On obtaining regulatory marketing approval in June 2007, Neurim requested an SPC under Art. 3(d) of the SPC Regulation EEC 1768/92 (now EC 469/2009), claiming that this was the “first authorization to place the product on the market as a medicinal product”.
However the British Intellectual Property Office (UK IPO) refused the request on the basis that Circadin was not the first marketing authorization for Melatonin, since another party had obtained approval for “Regulin”, a melatonin medicine for sheep, back in 2001, issued by the UK Veterinary Medicines Directorate under Directive 81/851/EEC. The decision was appealed to and upheld by the court of first instance, and was then appealed to the Court of Appeal who has referred the case to the CJEU.
The Court of Appeal was required to interpret Art 3 of the SPC Regulation and determine whether a valid authorisation had been given for “the product” in question.
The UKIPO argued that melatonin was “the product” and therefore authorisation had been given when it was approved for use in sheep. Neurim argued that sheep were irrelevant – an SPC is just that: protection supplementing the protection of the basic patent. Therefore, as each patent can have its own SPC (but only one), the relevant Marketing Approval for that patent is a marketing approval for a product falling within the scope of that patent.
In the Court of first instance, Justice Arnold was of the opinion that the Regulation was clear, and upheld the IPO’s assessment of the relevancy of the sheep. The Court of Appeal was not so convinced:
Lord Justice Jacob:
“We consider that Neurim’s arguments are not only tenable: in our view they are right. Many kinds of valuable pharmaceutical research will not get the encouragement or reward they deserve if they are not. Pharmaceutical research is not confined to looking for new active compounds. New formulations of old active substances are often sought. Most are unpatentable but from time to time a real invention is made and patented.

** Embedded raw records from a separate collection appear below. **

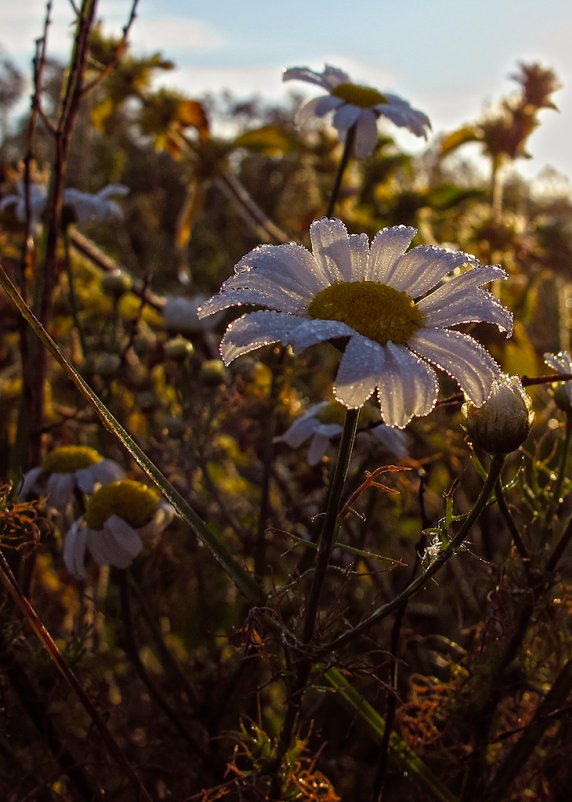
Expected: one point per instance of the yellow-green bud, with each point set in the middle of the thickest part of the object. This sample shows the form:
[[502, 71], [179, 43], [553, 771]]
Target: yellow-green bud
[[116, 283], [67, 459], [213, 372], [179, 349], [503, 422]]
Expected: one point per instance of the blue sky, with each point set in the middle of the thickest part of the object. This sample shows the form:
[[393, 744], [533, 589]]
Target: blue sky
[[448, 58]]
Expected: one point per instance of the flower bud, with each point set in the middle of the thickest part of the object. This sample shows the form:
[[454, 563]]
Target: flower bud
[[179, 349], [116, 283], [503, 422]]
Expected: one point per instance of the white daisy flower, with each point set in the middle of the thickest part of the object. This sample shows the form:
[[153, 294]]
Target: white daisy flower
[[561, 363], [65, 469], [180, 314], [393, 308], [355, 105], [119, 518], [322, 423], [100, 207]]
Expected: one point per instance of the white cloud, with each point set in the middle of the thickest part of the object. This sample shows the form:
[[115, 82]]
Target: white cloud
[[169, 33]]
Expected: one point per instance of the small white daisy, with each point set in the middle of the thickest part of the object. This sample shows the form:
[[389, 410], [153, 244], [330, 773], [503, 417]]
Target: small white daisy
[[392, 308], [66, 468], [355, 105], [119, 518], [322, 423], [562, 363], [99, 207]]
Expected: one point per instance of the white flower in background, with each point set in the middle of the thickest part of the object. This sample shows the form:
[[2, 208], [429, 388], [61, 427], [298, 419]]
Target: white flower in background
[[354, 104], [392, 308], [322, 423], [119, 518], [99, 207], [38, 196], [65, 469], [180, 314]]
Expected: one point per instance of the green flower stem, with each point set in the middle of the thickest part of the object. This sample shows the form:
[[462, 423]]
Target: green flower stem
[[408, 762], [445, 555], [350, 137], [326, 542], [555, 503], [72, 293], [242, 579], [328, 533]]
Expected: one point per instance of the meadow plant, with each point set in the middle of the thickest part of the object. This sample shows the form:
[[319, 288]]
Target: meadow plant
[[316, 549]]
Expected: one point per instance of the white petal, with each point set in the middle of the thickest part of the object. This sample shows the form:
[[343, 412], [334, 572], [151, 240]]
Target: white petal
[[461, 357], [359, 253], [407, 387], [326, 104], [327, 79], [359, 371], [391, 439], [460, 301], [402, 114], [254, 330], [74, 550], [311, 332], [386, 248], [28, 483], [60, 489], [331, 249], [422, 268], [291, 264], [318, 447], [366, 134], [346, 116]]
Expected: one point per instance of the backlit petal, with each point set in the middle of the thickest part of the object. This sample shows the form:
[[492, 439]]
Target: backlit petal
[[461, 357], [406, 387], [386, 248], [359, 370]]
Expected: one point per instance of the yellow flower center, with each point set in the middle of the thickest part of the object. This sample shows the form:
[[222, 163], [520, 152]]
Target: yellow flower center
[[67, 459], [130, 500], [363, 96], [377, 311]]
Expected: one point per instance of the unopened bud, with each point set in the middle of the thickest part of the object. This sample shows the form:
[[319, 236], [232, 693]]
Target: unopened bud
[[116, 283], [503, 422]]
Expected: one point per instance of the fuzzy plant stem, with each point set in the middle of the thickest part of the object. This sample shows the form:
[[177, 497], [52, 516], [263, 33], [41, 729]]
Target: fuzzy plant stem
[[114, 750], [421, 581], [72, 293], [350, 137], [325, 544], [556, 500]]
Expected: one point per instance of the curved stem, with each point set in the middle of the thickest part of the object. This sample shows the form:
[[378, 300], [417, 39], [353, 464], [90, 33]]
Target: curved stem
[[445, 555], [350, 137], [555, 503], [327, 535], [325, 544]]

Moreover there is much endeavour to find new uses for known active ingredients. The European Patent Convention 2000 has indeed made the patenting of inventions in this area clearer. Its effect is that a patent for a known substance or composition for use in a method of treatment is not to be regarded as old (and hence unpatentable) unless use for that method is known. It would be most unfortunate if second medical use patents could not get the benefit of an SPC.”

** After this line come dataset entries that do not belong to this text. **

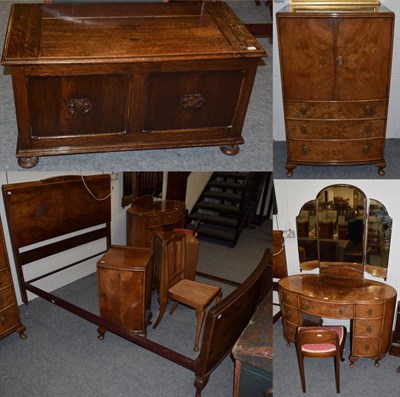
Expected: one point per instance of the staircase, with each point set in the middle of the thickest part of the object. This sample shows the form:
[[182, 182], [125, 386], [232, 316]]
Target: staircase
[[227, 204]]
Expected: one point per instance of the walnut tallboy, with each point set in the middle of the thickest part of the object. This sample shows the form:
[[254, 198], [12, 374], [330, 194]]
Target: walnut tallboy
[[335, 70], [112, 77]]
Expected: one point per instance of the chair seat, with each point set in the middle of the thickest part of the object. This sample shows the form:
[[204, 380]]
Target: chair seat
[[321, 347], [194, 293]]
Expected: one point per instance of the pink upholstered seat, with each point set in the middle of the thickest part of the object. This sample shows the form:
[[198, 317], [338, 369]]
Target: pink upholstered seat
[[323, 347], [318, 342]]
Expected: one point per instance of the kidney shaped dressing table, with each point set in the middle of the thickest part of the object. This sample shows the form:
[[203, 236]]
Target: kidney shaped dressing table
[[340, 291], [369, 304], [112, 77]]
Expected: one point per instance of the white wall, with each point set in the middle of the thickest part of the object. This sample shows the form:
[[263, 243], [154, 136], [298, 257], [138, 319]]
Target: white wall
[[292, 194], [118, 236], [393, 130]]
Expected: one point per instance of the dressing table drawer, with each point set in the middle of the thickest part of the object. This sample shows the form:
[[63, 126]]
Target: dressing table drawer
[[371, 327], [290, 330], [289, 299], [331, 310], [369, 311], [365, 347], [291, 314]]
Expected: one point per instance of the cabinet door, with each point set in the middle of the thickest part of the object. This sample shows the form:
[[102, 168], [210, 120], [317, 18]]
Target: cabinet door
[[307, 58], [65, 106], [363, 58], [192, 100]]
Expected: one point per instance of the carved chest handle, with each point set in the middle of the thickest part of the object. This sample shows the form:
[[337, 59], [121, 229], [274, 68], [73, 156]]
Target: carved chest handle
[[192, 101], [79, 105]]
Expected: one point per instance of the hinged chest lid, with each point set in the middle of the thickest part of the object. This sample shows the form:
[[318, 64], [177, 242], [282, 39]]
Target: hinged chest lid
[[125, 32]]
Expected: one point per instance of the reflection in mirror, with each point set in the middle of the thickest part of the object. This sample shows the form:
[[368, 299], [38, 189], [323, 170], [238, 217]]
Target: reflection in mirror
[[378, 239], [341, 215], [306, 225]]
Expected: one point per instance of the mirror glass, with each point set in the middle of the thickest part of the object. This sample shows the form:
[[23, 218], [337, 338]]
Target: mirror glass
[[331, 231], [306, 226], [342, 220], [378, 240]]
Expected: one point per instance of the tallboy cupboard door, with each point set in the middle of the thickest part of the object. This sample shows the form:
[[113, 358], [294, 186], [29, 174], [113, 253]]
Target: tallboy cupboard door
[[341, 59]]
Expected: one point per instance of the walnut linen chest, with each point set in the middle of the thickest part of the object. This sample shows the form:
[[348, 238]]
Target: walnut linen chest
[[112, 77]]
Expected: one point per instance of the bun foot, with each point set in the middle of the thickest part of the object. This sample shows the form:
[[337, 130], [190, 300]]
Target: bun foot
[[21, 332], [289, 169], [230, 150], [28, 162]]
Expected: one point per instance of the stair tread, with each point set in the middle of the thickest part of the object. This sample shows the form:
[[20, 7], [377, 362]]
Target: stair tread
[[233, 209], [223, 195], [227, 174], [221, 234], [226, 185], [214, 219]]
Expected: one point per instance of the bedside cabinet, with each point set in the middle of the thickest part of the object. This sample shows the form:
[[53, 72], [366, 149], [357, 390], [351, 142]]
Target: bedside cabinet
[[151, 216], [335, 70], [9, 313], [124, 288]]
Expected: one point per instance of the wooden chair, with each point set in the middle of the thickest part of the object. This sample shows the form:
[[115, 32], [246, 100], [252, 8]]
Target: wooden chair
[[320, 342], [173, 284]]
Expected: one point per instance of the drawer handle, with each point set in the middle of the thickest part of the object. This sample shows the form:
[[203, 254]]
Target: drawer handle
[[368, 128], [369, 110], [79, 105], [192, 101]]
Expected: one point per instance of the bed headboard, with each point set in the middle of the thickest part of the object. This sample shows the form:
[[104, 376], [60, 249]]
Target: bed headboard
[[226, 320], [52, 208]]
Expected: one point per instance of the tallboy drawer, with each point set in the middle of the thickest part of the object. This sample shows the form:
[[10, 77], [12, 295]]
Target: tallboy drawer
[[335, 110], [335, 129], [357, 150]]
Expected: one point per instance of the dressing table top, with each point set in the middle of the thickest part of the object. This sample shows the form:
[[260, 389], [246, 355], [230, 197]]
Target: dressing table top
[[337, 289]]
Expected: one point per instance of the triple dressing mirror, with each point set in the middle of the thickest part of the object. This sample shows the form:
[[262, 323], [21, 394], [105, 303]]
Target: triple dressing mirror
[[342, 232]]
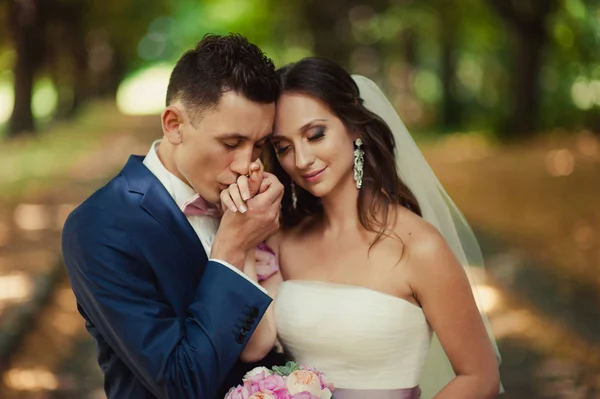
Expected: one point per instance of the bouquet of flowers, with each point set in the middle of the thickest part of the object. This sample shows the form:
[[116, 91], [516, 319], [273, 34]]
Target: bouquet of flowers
[[292, 381]]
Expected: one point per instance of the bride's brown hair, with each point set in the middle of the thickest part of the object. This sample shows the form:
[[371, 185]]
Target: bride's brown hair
[[381, 187]]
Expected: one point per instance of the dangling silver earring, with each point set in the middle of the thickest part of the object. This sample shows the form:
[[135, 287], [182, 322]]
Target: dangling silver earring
[[294, 196], [359, 161]]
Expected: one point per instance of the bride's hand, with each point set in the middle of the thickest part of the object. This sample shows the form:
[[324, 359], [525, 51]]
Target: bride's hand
[[246, 187]]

Court of Appeal: Neurim Pharmaceuticals v The Comptroller-General of Patents  EWCA Civ 228.
Neurim’s Circadin is the only ethical drug other than Teva’s Copaxone that has been developed and brought to market by an Israeli company. The patent in question, and the other patents in Neurim’s portfolio was drafted and prosecuted by my late partner, Dr Stanley Davis.

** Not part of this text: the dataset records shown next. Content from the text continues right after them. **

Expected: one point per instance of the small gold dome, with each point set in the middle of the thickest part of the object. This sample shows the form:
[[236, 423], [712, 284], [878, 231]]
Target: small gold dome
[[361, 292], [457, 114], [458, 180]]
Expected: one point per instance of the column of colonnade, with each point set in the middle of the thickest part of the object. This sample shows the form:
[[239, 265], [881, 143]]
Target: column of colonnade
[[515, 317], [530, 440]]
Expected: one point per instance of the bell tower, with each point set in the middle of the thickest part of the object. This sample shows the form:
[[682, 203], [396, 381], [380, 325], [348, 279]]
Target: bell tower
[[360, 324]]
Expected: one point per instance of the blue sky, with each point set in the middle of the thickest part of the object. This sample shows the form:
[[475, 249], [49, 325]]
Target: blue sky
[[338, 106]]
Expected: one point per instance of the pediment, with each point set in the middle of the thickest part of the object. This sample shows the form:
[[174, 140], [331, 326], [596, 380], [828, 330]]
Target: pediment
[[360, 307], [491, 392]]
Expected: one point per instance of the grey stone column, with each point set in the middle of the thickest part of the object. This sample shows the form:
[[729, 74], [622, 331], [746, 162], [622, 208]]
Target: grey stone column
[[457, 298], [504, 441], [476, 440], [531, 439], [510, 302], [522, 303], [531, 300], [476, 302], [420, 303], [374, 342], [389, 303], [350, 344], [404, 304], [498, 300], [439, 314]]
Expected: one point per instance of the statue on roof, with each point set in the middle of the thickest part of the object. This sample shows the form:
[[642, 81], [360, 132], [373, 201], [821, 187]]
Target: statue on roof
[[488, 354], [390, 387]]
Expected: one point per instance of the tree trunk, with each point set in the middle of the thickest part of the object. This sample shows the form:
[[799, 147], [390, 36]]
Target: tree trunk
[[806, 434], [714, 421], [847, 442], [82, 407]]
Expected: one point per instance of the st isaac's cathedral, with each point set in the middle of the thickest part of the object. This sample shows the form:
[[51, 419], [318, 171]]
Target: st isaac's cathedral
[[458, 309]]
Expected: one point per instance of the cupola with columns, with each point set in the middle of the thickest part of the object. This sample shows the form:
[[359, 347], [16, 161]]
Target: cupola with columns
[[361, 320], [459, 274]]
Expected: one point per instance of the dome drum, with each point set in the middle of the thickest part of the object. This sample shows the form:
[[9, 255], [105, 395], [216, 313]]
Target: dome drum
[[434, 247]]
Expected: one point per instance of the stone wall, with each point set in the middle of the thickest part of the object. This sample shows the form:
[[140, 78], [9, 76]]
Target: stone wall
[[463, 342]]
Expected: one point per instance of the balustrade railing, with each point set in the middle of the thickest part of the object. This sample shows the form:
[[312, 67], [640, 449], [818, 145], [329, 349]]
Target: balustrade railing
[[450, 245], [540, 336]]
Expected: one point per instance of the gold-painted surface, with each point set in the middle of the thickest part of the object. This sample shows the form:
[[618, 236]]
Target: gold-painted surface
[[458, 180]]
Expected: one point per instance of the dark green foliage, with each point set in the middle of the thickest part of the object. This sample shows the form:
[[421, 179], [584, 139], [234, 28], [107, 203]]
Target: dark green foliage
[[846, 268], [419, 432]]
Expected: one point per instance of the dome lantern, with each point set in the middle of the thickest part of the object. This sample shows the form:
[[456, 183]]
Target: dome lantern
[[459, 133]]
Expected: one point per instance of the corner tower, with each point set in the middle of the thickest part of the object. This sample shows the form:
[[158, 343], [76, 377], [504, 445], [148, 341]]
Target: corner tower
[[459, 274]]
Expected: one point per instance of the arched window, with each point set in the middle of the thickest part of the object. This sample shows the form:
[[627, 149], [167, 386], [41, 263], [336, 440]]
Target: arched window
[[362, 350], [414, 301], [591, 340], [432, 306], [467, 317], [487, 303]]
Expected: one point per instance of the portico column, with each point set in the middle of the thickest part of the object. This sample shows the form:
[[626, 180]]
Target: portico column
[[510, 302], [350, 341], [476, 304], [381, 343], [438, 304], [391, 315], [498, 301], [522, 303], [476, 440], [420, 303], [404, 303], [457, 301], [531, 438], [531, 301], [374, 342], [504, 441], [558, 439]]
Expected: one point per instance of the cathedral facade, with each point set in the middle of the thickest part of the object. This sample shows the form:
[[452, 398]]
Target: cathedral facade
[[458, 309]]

JMB, Factor & Co. weren’t involved in requesting the SPC in the UK, but have been involved in a corresponding request to the Israel Patent Office. Under current Israel Law (pending an amendment), the extension available in Israel is for the shortest extension granted by a country offering patent term extensions. Consequently, the extension in Israel may be invalid due to the UK case.
Strange things happen when prosecuting pharmaceutical patents. In Korea, a scientific paper relating to Melatonin in cod fish was cited against the corresponding application as rendering treatment by melatonin obvious. One would imagine that fish and humans have very different physiologies. By comparison, sheep and humans are somewhat similar, but Regulin is not a treatment for insomnia in sheep (I believe they count people to induce sleep).
Apparently Regulin improves the reproductive performance of pure bred and crossbred lowland sheep which are to be mated early in the season before the usual peak of reproductive activity. Regulin is recommended for use in Suffolk and Suffolk cross type flocks to cause lambing to start between early December and mid January and in Mule and halfbred flocks to start lambing between late December and mid February.
We await developments with interest.